How To Overcome Imposter Syndrome

Feeling like an imposter is a common feeling for many. And it’s especially common amongst minority students.

The feeling of imposter syndrome is based on that “you’ve only succeeded due to luck, and not because of your talent or qualifications,” according to Time.

Brandon Monteith, an Harvard Business School alum, says he felt imposter syndrome throughout business school, despite being admitted to one of the top MBA programs in the world. He wrote about his experience with imposter syndrome for Forbes and offered a few tips for overcoming it.

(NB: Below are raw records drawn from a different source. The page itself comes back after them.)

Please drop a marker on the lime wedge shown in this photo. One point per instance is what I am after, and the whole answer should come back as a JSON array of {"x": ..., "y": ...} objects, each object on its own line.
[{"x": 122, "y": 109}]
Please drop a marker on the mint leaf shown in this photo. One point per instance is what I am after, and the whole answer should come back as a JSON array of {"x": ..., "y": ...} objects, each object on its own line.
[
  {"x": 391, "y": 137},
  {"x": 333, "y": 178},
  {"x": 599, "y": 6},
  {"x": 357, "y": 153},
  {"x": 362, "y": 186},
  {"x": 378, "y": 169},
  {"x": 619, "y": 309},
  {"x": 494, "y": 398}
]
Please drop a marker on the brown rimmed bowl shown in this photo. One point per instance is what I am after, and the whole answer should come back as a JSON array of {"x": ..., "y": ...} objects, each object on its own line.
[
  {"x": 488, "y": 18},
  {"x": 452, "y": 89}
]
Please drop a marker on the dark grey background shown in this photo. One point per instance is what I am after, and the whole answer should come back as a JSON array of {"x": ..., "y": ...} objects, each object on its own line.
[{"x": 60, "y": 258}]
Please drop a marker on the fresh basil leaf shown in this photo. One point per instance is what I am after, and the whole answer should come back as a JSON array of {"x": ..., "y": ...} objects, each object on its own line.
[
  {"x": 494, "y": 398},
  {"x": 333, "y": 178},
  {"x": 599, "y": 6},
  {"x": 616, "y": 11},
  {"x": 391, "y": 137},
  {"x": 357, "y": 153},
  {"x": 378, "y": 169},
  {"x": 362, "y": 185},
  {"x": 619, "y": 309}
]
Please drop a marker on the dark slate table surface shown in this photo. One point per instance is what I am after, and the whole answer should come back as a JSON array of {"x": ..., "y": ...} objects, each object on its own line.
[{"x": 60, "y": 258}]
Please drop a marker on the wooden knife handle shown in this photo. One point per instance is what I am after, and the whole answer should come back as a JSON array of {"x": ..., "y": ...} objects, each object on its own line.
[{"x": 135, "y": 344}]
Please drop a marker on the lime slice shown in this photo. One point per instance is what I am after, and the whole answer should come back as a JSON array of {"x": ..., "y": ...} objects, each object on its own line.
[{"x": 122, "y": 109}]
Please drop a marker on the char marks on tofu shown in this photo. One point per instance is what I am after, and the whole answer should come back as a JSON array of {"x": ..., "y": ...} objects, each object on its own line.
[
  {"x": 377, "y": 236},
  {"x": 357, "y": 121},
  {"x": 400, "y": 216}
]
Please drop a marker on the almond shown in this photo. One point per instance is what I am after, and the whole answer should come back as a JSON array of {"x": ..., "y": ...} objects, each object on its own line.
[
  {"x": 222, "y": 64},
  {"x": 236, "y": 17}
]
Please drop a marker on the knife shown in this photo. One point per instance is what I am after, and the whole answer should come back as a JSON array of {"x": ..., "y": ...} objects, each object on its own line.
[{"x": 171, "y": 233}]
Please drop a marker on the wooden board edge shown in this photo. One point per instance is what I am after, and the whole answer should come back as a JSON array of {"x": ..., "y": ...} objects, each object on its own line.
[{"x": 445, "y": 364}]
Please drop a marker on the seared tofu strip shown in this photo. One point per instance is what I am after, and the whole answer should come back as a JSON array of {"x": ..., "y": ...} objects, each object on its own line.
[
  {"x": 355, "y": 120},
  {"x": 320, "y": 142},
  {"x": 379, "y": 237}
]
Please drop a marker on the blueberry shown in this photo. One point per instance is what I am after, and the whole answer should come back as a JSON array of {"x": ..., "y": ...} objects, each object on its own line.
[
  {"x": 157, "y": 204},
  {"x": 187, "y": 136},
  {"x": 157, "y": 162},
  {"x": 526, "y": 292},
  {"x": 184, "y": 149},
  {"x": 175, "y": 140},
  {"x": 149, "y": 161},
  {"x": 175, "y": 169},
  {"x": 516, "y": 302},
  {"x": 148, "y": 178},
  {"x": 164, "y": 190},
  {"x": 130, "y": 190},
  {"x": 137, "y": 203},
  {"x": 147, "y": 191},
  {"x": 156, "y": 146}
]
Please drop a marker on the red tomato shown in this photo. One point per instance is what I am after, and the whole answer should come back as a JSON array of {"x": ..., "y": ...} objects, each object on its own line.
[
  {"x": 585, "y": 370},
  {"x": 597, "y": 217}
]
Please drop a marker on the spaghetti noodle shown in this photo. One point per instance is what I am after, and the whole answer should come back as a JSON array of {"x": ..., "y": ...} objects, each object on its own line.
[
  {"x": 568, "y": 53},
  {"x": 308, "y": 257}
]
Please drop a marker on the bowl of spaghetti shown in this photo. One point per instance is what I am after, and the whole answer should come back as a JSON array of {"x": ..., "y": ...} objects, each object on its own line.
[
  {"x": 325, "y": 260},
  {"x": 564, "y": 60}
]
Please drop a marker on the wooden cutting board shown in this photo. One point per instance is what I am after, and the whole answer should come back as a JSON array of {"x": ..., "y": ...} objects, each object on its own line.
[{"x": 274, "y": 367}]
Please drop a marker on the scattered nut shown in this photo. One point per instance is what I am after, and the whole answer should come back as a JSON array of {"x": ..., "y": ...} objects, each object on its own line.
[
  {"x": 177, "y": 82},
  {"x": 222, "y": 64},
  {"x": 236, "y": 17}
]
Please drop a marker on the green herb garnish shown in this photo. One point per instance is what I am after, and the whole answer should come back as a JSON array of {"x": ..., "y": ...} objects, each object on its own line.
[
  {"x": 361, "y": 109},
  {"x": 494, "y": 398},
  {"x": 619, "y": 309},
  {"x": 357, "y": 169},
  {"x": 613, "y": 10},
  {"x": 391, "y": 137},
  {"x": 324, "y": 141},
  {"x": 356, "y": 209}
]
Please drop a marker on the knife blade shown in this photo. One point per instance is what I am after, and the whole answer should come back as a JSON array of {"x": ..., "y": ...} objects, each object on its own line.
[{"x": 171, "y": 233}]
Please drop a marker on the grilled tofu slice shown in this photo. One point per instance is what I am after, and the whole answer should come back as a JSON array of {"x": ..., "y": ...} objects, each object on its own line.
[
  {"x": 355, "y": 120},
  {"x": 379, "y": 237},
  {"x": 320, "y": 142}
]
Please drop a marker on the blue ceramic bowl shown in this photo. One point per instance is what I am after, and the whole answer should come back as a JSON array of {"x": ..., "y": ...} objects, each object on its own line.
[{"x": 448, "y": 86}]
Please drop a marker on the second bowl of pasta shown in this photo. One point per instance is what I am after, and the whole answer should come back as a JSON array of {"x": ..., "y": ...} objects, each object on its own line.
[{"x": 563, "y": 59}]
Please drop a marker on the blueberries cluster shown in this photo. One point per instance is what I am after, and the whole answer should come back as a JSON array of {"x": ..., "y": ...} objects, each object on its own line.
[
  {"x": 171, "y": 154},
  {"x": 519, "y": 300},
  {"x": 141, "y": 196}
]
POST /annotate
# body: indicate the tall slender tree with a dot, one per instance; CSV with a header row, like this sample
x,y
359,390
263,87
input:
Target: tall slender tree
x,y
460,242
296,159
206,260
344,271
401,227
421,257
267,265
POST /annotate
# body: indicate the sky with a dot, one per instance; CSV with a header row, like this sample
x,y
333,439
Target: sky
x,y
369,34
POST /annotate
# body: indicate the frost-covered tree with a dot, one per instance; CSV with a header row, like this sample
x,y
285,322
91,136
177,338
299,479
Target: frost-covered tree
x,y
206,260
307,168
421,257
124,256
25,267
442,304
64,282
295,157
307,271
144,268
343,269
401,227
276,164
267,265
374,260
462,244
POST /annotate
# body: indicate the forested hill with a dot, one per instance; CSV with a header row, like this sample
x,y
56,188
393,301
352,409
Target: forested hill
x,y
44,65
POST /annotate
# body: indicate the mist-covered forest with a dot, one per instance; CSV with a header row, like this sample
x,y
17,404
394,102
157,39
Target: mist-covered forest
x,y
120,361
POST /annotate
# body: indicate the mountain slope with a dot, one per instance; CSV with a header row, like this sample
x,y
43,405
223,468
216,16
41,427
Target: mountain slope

“I was anxious—doing my best to defy my introverted tendencies, impress admissions officers, and make lasting connections with my cohort,” Monteith writes. “As I looked around, I just knew that I didn’t measure up. I was an imposter. This was a feeling I couldn’t shake even after I was admitted to HBS. Even after I worked through hundreds of case studies, passed exams, and walked across the graduation stage last May.


Many feel imposter syndrome because they look around and don’t see others who look like them or have come from the same experiences as they have. And while this may contribute to feeling as if you don’t belong, Montieth says, being yourself is actually one of the best ways to overcome imposter syndrome.  

“Don’t try to fit the mold of who you think the archetypal ‘HBS student’ or ‘Kellogg student’ is,” Monteith writes. “Admissions officers have amassed a pretty large sample size at this point. They can tell the difference between genuine and feigned behavior.”


It’s important, Monteith says, to keep an open mind throughout B-school – from exploring potential careers to engaging with others.

“As you explore post-graduation career paths, don’t limit yourself to what you wrote in your essays,” Monteith writes. “Have in-depth conversations with classmates from different backgrounds. Take classes outside of your comfort zone. Life may take you down a completely unexpected career path.”


For those suffering with imposter syndrome, it may feel like there is nobody who looks like you or understands your experiences. Despite this difficulty, Monteith says, it’s worth taking the time to learn the culture of your B-school and, ultimately, find your people.

“Every school has its own culture. Even if your personal values don’t perfectly align with those of your classmates and/or the administration, learn how to navigate it effectively,” he writes. “Lean on your community for support and become friends with people from your respective affinity clubs on campus. This is where you’ll find your ‘ride-or-dies’ for when times get tough.”